Running the hf-agent (implemented in agent/) (args are optional)
uv run inspect eval eval/task.py@hf-benchmark-with-rubrics \
-T dataset_name=akseljoonas/hf-agent-rubrics \
-T dataset_split=train \
-T limit=25 \
-T solver_name=hf_agent \
-T solver_kwargs='{"config_path":"agent/config_mcp_example.json","max_iterations":10}' \
--log-dir logs/inspect
Different benchmarks can be used by making/running a new task in eval/task.py.

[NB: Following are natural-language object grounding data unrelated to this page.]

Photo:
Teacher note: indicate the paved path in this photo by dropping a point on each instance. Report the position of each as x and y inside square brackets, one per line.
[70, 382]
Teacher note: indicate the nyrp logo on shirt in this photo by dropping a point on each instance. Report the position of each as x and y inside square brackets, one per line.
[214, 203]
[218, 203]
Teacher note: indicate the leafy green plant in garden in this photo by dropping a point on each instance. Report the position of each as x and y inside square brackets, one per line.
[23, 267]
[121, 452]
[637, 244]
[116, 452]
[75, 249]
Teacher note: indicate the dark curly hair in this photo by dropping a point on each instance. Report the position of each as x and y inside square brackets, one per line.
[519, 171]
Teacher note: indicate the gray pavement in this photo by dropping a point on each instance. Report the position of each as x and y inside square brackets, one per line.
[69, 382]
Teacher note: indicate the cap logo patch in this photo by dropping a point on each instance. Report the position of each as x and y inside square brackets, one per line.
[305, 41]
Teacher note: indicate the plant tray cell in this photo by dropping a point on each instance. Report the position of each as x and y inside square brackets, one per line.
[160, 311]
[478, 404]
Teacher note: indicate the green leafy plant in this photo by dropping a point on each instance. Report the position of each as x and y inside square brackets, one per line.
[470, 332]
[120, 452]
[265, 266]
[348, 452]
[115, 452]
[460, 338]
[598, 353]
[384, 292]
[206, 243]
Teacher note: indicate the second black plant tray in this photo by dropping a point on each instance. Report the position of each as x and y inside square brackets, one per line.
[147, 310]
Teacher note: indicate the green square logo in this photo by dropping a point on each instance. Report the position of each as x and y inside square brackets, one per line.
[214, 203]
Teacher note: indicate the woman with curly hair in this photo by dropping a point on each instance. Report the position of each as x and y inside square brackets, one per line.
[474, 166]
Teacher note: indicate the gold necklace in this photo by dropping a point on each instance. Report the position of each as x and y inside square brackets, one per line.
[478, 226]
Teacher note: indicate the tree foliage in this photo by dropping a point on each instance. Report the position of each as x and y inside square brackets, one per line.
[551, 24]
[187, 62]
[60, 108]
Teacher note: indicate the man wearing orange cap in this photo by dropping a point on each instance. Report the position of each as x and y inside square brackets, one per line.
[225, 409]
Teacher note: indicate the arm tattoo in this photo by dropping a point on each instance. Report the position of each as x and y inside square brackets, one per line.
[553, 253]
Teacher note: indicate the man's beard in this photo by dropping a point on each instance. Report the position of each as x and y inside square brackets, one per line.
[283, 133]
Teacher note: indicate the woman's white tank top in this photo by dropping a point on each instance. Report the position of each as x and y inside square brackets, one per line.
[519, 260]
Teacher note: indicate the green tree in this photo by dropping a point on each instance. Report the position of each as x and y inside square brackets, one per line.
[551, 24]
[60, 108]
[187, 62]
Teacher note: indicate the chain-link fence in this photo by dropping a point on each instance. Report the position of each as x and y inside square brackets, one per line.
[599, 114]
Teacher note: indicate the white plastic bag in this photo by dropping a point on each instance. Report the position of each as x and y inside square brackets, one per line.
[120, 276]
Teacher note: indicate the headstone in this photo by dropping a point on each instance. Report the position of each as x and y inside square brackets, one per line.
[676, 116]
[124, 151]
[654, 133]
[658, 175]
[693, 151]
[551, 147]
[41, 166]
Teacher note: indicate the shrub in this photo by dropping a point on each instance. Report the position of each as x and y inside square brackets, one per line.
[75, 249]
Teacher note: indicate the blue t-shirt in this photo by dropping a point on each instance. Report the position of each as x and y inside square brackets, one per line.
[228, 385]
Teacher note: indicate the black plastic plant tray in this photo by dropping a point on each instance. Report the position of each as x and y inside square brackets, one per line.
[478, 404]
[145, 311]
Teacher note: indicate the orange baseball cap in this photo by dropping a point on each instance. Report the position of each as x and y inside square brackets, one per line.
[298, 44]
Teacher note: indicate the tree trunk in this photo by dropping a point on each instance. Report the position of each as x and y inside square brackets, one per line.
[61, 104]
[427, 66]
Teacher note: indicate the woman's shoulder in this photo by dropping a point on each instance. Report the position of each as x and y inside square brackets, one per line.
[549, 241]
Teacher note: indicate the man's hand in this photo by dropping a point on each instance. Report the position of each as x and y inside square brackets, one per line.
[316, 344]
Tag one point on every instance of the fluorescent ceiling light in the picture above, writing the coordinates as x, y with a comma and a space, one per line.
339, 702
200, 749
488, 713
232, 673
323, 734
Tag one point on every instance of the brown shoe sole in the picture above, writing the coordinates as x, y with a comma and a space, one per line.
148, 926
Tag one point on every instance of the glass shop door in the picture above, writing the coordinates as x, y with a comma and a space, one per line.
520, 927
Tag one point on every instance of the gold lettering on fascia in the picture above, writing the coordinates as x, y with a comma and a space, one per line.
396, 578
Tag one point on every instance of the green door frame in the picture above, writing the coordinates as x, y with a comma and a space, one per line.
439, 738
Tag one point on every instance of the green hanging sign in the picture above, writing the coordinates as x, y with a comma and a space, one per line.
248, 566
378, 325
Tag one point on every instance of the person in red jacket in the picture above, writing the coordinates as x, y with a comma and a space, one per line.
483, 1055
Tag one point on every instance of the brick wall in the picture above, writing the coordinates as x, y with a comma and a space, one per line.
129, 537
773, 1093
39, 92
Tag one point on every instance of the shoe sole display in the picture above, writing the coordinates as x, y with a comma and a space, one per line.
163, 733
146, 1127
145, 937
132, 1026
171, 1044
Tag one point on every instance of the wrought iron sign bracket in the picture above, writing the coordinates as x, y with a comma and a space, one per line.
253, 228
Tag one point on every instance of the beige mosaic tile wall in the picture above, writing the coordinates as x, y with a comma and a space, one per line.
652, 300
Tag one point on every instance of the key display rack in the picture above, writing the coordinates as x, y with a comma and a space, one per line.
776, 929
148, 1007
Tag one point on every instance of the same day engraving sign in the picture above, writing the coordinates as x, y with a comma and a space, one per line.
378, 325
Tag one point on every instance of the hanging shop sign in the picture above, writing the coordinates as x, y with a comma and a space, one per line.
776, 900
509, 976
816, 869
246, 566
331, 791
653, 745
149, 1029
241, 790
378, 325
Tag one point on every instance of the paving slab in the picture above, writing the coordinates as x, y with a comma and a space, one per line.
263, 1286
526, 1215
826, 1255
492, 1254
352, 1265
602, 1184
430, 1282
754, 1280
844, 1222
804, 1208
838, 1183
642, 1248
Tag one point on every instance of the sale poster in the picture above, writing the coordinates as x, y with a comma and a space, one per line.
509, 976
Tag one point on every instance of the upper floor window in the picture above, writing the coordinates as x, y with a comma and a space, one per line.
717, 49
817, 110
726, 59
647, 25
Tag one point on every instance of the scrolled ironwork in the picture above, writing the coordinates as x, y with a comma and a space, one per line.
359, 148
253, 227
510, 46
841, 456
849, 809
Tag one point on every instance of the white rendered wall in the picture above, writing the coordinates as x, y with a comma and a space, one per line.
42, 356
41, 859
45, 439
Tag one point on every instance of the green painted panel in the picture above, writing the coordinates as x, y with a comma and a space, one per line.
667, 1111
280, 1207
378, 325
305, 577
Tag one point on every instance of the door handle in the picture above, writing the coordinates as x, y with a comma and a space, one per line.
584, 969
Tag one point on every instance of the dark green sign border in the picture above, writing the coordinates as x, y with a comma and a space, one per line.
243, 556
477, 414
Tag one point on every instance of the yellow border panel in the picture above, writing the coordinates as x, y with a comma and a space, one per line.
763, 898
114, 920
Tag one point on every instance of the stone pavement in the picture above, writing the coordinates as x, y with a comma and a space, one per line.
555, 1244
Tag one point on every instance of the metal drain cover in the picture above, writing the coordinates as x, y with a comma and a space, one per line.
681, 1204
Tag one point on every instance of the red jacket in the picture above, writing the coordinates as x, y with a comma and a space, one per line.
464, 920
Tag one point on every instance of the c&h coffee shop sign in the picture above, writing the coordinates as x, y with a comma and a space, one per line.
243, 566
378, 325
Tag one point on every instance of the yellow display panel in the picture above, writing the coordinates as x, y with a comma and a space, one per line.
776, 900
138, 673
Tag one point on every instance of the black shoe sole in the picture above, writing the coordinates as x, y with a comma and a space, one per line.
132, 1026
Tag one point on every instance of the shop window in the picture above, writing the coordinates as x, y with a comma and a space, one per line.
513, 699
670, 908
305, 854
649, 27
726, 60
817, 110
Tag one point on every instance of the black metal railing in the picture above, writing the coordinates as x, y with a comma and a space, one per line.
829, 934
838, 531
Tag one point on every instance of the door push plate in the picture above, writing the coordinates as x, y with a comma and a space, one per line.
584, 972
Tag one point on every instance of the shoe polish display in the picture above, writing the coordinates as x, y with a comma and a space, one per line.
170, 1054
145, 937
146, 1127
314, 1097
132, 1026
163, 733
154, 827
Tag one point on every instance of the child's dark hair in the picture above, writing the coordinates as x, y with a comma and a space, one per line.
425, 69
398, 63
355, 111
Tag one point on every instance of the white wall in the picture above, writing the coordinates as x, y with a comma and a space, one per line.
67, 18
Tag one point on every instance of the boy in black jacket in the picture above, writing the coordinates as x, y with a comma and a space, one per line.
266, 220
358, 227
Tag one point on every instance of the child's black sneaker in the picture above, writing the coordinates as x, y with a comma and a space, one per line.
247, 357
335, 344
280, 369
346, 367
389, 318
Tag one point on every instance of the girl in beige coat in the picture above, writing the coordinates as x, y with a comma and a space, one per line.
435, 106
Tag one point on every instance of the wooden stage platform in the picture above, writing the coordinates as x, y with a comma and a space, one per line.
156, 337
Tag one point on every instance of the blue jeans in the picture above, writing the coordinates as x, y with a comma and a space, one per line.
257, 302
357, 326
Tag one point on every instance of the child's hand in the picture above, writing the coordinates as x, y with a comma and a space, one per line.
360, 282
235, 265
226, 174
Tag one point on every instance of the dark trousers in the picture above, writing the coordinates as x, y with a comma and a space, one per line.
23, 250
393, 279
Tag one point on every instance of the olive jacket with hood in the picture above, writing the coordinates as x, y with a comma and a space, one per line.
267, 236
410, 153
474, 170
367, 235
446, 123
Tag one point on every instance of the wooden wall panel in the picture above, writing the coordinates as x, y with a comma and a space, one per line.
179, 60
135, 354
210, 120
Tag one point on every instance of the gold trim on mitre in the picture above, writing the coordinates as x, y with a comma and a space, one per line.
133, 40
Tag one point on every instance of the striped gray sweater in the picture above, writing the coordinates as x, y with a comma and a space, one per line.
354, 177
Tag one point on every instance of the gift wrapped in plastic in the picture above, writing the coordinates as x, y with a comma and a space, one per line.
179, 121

Running Claude Code headlessly
The claude_code solver shell-outs to the claude CLI (claude -p ... --output-format json)
so you can benchmark Claude Code without any interactive UI. Example:
Claude Code command example (kwargs are optional):
uv run inspect eval eval/task.py@hf-benchmark-with-rubrics \
-T solver_name=claude_code \
-T solver_kwargs='{"allowed_tools":"Bash,Read","output_format":"json"}'
Leaderboard
Scores can be pushed to a Hugging Face dataset automatically by wrapping the run
with eval/run_eval_with_leaderboard.py (it executes inspect eval ... under the hood
and only appends results when the command succeeds):
uv run python eval/run_eval_with_leaderboard.py \
--hf-dataset akseljoonas/hf-agent-leaderboard \
--hf-token $HF_TOKEN \
--solver-name hf_agent \
--solver-kwargs '{"config_path":"agent/config_mcp_example.json","max_iterations":10}' \
--dataset akseljoonas/hf-agent-rubrics@train \
--limit 25
Scoring (implemented in eval/rubric_eval.py)
The scoring is implemented in eval/rubric_eval.py and is based on the RaR-Explicit formula: score = Σ(weight × satisfied) / Σ(positive_weights).
The score is normalized to [0, 1] and clipped if pitfalls make it negative.